Todo esto, que puede parecer algo bastante lógico en un país pequeño permanentemente sometido a la agitación de potencias mucho mayores, no ha gustado nada en occidente: el objetivo obvio de la legislación es el gran número de ONG georgianas que reciben dinero de países occidentales con el supuesto objetivo de promover la integración europea, los “valores occidentales”, etc. y también para llevar a cabo tareas como la supervisión de elecciones, de la que tan excelente experiencia tiene la Venezuela chavista.
Para poner la guinda al pastel, Kobakhidze (en la foto) ha declarado que esas ONG han promovido revueltas callejeras (como la que en 2003 facilitó el ascenso de Saki, y las de ahora), financiado la “propaganda gay” y atacado a la Iglesia Ortodoxa de Georgia.
Es decir, sería difícil crear en laboratorio un cóctel más perfecto para que te aborrezcan en Bruselas, Davos y Washington, que el que presenta sin ningún esfuerzo el partido Sueño Georgiano y su gobierno.
No caigamos en la tentación de pensar que esto no es una anécdota, una historia curiosa sobre un país marginal famoso por sus políticos coloridos. Sueño Georgiano y toda la sociedad georgiana han demostrado que otro futuro es posible para Europa, un futuro de creación de familias y aumento de la población, y no hay nada, nada, que teman más las élites globalistas.

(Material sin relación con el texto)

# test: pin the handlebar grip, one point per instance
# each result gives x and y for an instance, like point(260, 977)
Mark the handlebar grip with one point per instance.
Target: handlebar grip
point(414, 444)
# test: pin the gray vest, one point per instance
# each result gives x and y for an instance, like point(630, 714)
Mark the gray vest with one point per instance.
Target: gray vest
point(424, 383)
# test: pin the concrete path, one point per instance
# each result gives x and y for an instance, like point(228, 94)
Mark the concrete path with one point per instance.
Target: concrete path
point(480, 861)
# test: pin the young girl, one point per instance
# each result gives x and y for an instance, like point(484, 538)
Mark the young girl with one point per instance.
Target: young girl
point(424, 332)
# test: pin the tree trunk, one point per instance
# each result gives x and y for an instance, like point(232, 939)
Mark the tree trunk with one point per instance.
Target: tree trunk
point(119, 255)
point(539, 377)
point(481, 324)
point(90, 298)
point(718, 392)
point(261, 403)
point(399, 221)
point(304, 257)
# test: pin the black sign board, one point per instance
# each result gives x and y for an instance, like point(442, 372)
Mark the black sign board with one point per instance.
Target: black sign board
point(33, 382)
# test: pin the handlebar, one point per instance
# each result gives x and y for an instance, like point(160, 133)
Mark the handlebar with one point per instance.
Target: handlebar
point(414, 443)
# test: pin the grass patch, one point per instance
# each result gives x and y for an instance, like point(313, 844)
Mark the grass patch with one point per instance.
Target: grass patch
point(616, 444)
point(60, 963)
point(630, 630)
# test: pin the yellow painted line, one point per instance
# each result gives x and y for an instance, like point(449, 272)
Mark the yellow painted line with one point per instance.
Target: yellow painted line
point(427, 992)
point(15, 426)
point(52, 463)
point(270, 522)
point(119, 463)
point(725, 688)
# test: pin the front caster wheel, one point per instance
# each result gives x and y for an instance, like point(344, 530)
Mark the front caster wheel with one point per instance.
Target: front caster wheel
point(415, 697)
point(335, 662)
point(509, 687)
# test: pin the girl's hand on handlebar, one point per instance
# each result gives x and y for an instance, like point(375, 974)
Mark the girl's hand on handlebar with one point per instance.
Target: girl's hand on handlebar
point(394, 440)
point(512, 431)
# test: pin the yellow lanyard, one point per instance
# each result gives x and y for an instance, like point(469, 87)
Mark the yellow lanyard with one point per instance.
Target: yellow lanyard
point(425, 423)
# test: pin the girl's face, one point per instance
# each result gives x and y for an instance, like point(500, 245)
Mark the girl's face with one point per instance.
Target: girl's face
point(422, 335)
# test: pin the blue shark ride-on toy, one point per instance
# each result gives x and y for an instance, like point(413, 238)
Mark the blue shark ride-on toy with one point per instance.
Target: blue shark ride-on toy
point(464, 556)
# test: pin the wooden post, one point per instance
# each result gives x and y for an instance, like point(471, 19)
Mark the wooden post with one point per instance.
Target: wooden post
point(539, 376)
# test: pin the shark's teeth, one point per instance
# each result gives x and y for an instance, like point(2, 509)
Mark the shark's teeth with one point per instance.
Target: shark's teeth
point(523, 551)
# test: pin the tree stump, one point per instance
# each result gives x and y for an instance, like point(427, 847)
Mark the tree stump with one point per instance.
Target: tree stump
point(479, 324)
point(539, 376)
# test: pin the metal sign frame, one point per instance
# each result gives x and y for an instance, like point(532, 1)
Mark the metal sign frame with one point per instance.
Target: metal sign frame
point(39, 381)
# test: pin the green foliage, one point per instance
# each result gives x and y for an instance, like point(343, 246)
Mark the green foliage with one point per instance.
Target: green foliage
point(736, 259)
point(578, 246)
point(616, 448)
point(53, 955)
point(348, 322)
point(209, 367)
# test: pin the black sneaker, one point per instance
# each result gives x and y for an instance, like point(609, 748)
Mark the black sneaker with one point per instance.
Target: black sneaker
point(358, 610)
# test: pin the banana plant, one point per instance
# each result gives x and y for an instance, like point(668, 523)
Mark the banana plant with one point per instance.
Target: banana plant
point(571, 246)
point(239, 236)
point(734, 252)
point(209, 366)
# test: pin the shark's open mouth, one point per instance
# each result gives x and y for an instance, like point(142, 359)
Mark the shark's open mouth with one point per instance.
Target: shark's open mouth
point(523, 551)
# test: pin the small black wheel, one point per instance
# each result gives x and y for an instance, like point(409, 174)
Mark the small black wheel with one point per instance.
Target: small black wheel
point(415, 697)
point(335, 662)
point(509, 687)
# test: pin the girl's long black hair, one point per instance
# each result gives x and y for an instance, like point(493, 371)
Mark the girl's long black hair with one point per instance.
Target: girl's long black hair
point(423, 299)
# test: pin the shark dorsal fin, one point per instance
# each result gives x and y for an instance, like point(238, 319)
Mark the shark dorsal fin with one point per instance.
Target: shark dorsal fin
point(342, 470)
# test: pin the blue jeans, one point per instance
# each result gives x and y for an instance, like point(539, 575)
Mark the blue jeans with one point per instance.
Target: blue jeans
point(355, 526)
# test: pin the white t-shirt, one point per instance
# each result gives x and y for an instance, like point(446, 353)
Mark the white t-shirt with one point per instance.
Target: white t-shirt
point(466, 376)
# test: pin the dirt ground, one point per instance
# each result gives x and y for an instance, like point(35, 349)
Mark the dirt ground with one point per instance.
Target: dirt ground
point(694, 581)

Al fin y al cabo, la base del programa globalista es la inmigración masiva, y la justificación de esta inmigración masiva es la caída de la fertilidad en occidente, y el próximo colapso de las poblaciones europeas. En el momento en que reviertes esa tendencia, con medidas que son difíciles de implementar y que ni siquiera son caras, estás frenando en seco el programa globalista: porque si las poblaciones de Europa subieran en lugar de bajar, nos importaría bien poco que abrieran las fronteras; de hecho, serían los países africanos los que las cerrarían, para que África no se llenara de europeos, como ocurrió en el siglo XIX.
Es por ello que cada vez vemos más artículos que aseguran que fomentar la natalidad es un derroche, un crimen, algo que no ha funcionado nunca. Los mismos que quieren fronteras abiertas quieren también crear algaradas en Georgia para tumbar al gobierno local, y son los mismos que quieren leyes de género, la mutilación sexual de niños y adolescentes bajo el ideario trans y la destrucción de la familia tradicional, esos “valores occidentales”: porque en el fondo lo que quieren es debilitar lo más posible a las naciones más antiguas del mundo, las únicas que podrían frenar la ola globalista.
Así que prepárense para leer más artículos sobre el “régimen prorruso” de Georgia y los “amigos de Putin” que quieren una sociedad distópica de niños jugando en parques y familias acudiendo a misa. Y no olviden que la guerra no está perdida.